Concrètement, lorsqu’un utilisateur formule une demande, le modèle déclenche une requête vers l’API SNCF, récupère les résultats et les restitue dans une réponse structurée. Cette logique transforme profondément le rôle de l’interface : elle ne se contente plus d’afficher des résultats, elle orchestre des services.

Une exposition massive mais sous conditions

L’un des principaux intérêts de cette intégration réside dans la distribution. OpenAI revendique près de 900 millions d’utilisateurs hebdomadaires sur ChatGPT, offrant une visibilité potentielle sans équivalent. Pour SNCF Connect, qui a enregistré 1,6 milliard de visites et 233 millions de billets vendus en 2025, l’enjeu est clair : capter une part de cette audience en amont du parcours d’achat.

Mais cette exposition a un coût stratégique. En s’intégrant à ChatGPT, les marques acceptent de dépendre d’un intermédiaire qui contrôle l’accès à l’utilisateur final. La question n’est plus seulement d’être visible, mais de comprendre comment l’IA sélectionne, hiérarchise et présente les options.

Données, souveraineté et risques pour les entreprises

L’intégration de SNCF Connect dans ChatGPT soulève également des enjeux moins visibles, notamment autour des données. Chaque recherche de trajet, origine, destination, date, préférences, constitue une donnée sensible, surtout dans un contexte professionnel. Or, ces informations transitent par les serveurs d’OpenAI avant d’être transmises à la SNCF.

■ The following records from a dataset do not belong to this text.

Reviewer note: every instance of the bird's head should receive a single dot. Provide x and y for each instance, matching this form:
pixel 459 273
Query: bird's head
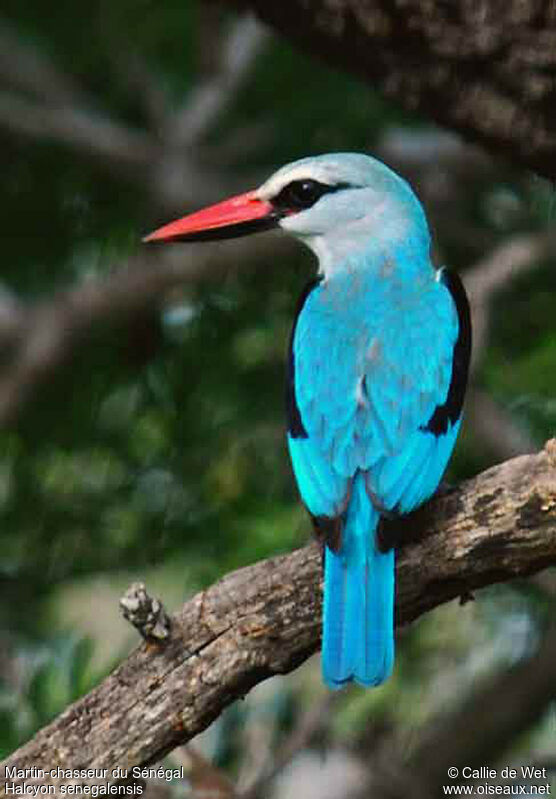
pixel 337 204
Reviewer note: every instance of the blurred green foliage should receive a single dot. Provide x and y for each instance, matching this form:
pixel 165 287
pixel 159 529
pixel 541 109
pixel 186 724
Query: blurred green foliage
pixel 164 438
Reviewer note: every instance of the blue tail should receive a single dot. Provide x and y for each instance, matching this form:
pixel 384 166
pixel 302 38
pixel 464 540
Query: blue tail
pixel 358 616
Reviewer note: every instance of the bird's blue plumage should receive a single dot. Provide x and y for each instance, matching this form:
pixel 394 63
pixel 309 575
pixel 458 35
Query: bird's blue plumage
pixel 377 370
pixel 372 362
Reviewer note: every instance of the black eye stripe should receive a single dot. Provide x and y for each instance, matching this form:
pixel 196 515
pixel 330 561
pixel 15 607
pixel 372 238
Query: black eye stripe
pixel 302 194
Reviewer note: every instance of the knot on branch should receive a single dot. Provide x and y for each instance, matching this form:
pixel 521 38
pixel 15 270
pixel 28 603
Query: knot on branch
pixel 146 613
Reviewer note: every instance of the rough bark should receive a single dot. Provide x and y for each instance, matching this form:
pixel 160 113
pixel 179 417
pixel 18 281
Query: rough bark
pixel 486 68
pixel 265 619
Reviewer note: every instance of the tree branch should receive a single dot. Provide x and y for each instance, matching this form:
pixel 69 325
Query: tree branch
pixel 481 68
pixel 265 619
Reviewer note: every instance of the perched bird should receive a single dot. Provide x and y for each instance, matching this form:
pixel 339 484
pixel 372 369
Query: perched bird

Pour les directions achats ou les responsables voyages d’affaires, cela pose une question concrète : peut-on utiliser ces interfaces pour des déplacements stratégiques sans exposer certaines informations ?

Le sujet est d’autant plus sensible que le Cloud Act américain permet aux autorités d’accéder à des données hébergées par des entreprises américaines. À ce stade, SNCF Connect n’a pas détaillé les modalités de traitement des données dans ce cadre.

Une expérimentation qui annonce un basculement

Officiellement, SNCF Connect présente cette intégration comme une phase de test, destinée à « mesurer l’intérêt de ce type d’interface ». Une prudence logique, dans un marché encore en construction.

Mais dans les faits, le mouvement semble déjà enclenché. Les grandes marques françaises investissent ChatGPT comme elles ont investi Google il y a vingt ans. La différence, c’est que l’IA ne se contente pas de référencer, elle décide en partie de ce qui sera proposé à l’utilisateur.

Ce point fait écho à d’autres initiatives observées dans le retail, notamment l’usage de ChatGPT par Starbucks pour personnaliser et fluidifier le parcours d’achat. Dans tous les cas, l’objectif est le même : réduire la friction entre l’intention et l’action.